Kolonisatie

Kolonisatie
De zes eilanden zijn allemaal tussen 1631 en 1648 door Nederland veroverd. De Bovenwindse Eilanden – Saba, Sint Eustatius en Sint Maarten – liggen bijna duizend kilometer noordelijker dan de Benedenwindse Eilanden – Aruba, Bonaire en Curaçao. Samen met Suriname vormen zij wat Nederlanders ‘de West’ noemden. Het zijn in die tijd koloniale bezittingen in het westelijk halfrond, waar de samenleving tot in de negentiende eeuw wordt bepaald door slavernij. Eerst dienen ze als militaire steunpunten, handelsposten en plantagekolonies. Later worden de olie-industrie en het toerisme belangrijk. De relatie tussen Nederland en deze kolonies is in de tweede helft van de twintigste eeuw ingrijpend veranderd. In de Tweede Wereldoorlog worden Suriname en de zes eilanden niet bezet door Duitsland. Na de oorlog krijgen zij als zogeheten ‘overzeese gebiedsdelen’ regionale autonomie( zelfstandig) en algemeen kiesrecht. De nieuwe verhoudingen worden in 1954 vastgelegd in het Statuut voor het Koninkrijk der Nederlanden. Dit is een soort grondwet voor een trans-Atlantisch koninkrijk met autonome rijksdelen.

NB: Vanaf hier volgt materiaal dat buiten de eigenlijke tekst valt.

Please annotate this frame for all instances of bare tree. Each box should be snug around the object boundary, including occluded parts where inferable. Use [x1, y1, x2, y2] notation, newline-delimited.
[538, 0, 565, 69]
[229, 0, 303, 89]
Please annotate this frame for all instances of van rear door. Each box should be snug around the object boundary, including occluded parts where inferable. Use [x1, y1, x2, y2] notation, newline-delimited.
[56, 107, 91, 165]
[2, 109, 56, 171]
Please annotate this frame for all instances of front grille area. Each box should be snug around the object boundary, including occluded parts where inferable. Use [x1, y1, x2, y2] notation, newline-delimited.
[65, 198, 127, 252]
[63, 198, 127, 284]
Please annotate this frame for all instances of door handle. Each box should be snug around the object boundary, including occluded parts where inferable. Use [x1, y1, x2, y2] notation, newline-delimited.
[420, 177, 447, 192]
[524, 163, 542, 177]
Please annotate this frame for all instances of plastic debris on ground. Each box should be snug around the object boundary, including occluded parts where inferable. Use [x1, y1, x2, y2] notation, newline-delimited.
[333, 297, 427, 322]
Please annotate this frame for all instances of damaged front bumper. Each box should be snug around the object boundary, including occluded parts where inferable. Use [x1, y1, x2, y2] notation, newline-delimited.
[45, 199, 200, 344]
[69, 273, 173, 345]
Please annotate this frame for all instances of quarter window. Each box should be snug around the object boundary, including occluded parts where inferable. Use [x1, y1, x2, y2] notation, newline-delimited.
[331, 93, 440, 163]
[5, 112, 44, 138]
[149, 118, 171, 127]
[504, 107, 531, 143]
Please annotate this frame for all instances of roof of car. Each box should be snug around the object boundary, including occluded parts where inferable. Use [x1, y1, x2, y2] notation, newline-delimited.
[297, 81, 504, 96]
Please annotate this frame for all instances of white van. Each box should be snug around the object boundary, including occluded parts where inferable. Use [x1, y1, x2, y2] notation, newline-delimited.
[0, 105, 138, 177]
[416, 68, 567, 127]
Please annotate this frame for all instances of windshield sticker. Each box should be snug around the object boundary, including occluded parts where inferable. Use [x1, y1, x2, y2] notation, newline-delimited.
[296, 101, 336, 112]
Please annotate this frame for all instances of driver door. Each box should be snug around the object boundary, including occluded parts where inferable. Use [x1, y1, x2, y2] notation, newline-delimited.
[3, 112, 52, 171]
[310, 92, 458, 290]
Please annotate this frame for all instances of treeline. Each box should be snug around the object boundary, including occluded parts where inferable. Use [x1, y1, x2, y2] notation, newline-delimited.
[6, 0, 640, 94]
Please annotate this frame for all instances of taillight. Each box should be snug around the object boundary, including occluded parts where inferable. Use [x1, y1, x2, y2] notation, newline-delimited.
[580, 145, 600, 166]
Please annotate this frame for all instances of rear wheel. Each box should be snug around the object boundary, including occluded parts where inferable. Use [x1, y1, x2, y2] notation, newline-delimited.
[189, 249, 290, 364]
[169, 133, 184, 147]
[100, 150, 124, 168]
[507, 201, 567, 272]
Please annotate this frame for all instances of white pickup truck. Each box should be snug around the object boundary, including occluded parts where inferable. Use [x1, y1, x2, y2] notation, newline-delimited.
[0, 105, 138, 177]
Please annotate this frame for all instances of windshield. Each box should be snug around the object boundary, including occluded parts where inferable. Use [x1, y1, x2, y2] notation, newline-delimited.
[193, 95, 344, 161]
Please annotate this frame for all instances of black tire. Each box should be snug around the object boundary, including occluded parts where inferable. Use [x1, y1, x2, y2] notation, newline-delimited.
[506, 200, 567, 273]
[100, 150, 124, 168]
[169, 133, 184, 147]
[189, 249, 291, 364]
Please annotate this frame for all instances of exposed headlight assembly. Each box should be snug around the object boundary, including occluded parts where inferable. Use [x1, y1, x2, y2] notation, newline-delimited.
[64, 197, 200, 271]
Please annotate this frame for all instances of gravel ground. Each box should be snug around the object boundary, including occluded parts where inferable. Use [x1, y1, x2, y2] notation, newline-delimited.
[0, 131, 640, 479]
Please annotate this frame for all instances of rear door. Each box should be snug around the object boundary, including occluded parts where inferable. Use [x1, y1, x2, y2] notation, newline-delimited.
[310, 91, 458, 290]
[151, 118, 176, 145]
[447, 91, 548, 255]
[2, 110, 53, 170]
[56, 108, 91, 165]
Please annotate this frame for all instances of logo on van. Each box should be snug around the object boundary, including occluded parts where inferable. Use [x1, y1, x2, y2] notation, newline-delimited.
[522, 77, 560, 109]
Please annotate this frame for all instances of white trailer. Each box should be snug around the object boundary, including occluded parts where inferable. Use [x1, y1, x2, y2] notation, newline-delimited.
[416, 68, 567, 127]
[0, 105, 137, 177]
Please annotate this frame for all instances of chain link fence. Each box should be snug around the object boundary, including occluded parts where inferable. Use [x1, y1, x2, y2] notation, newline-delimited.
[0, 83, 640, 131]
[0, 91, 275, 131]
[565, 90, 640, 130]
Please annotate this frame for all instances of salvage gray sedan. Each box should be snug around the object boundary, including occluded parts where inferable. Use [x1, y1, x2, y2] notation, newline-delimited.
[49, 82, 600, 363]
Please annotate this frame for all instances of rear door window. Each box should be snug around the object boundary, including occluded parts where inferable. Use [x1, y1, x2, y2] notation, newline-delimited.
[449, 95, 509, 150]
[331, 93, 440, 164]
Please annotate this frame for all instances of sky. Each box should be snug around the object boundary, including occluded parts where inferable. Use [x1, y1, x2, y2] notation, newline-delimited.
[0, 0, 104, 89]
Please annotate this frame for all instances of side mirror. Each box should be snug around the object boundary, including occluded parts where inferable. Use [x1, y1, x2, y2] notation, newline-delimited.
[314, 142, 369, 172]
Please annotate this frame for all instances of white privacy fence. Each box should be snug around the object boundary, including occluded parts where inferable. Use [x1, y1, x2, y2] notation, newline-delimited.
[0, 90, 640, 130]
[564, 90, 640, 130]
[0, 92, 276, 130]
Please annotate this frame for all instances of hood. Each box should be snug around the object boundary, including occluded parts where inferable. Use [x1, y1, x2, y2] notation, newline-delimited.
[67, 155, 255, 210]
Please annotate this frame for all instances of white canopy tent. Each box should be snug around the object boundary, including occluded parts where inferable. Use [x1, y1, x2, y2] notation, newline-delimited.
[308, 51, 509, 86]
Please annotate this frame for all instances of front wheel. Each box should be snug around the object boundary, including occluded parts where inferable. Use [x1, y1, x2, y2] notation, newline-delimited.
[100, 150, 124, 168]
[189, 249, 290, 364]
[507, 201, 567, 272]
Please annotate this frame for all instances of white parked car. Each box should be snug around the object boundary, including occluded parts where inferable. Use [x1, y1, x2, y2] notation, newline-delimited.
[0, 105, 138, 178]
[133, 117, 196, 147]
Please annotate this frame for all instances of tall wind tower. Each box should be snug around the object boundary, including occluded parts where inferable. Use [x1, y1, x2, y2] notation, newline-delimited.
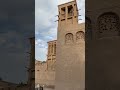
[55, 0, 85, 90]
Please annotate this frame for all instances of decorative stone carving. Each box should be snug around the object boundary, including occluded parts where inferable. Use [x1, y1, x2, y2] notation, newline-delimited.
[65, 33, 73, 43]
[98, 12, 119, 37]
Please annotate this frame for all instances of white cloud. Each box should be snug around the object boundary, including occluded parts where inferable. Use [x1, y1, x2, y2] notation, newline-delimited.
[35, 0, 85, 60]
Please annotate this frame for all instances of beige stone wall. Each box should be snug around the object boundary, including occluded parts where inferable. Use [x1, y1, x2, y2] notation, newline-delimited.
[55, 1, 85, 90]
[35, 61, 55, 86]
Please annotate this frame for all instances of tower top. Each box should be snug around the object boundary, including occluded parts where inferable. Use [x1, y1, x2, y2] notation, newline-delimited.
[58, 0, 78, 24]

Net zoals in andere voormalige kolonies groeit het verzet tegen de koloniale machtsstructuren. Inwoners zijn ontevreden over het overwicht van Nederlandse bedrijven op de Curaçaose economie terwijl op het eiland veel mensen in armoede leven. Dit leidt in 1969 tot stakingen en de mensen kwam in een opstand. De inzet van driehonderd Nederlandse mariniers om de orde te herstellen, dit wekt een beeld op van een onderdrukkende koloniale macht. Om verdere confrontaties te voorkomen wil Den Haag van ‘de West’ af.

De zoektocht naar een evenwicht tussen enerzijds onafhankelijkheid en anderzijds het behoud van het oude verband leidt tot een ingewikkeld dekolonisatieproces. De onafhankelijkheid van Suriname in 1975 wordt bijvoorbeeld door een groot deel van de bevolking niet gesteund. Zo’n 300.000 Surinamers komen in de jaren zeventig naar Nederland. De Nederlandse Antillen, zoals de bestuurlijke eenheid van de zes eilanden heet, willen geen onafhankelijkheid en daar blijft het Statuut van 1954 voorlopig van kracht.

Zelfstandig
Elk eiland heeft zijn eigen cultuur en eigen belangen. Aruba, dat economisch welvarend is, voelt zich al decennialang benadeeld door het politieke overwicht van Curaçao. In 1986 krijgt Aruba een zogeheten ‘status aparte’ en sinds 1996 is het een zelfstandig land in het Koninkrijk. Het zoeken naar nieuwe bestuursvormen voor de Nederlandse Antillen is nog niet ten einde; elk eiland besluit op den duur dat een aparte relatie met Nederland beter is. Op 10 oktober 2010 wordt het Statuut aangepast en houden de Nederlandse Antillen officieel op te bestaan. Curaçao en Sint Maarten zijn nu ook zelfstandige landen binnen het Koninkrijk der Nederlanden. Ze zijn verantwoordelijk voor hun eigen landsbestuur en wetgeving. De kleinere eilanden – Bonaire, Sint Eustatius en Saba – worden formeel onderdeel van Nederland. Deze eilanden hebben echter minder bevoegdheden dan Nederlandse gemeenten, zijn geen onderdeel van de Europese Unie en hebben de Amerikaanse dollar als munt.

De Nederlandse regering – die nog altijd de eindregie heeft – maakt zich zorgen over financiële problemen in het Caribisch gebied. De eilanden ergeren zich op hun beurt aan de slechte voorzieningen en de Haagse bemoeienis. Desondanks heeft Nederland door de lange gezamenlijke geschiedenis en de vele familiebanden sterke banden met deze eilanden. Ruim 160.000 Antillianen wonen in Nederland en een groeiend aantal Nederlanders vestigt zich op de eilanden. Nederland en het Caribisch gebied blijven hun best doen voor betere onderlinge samenwerking.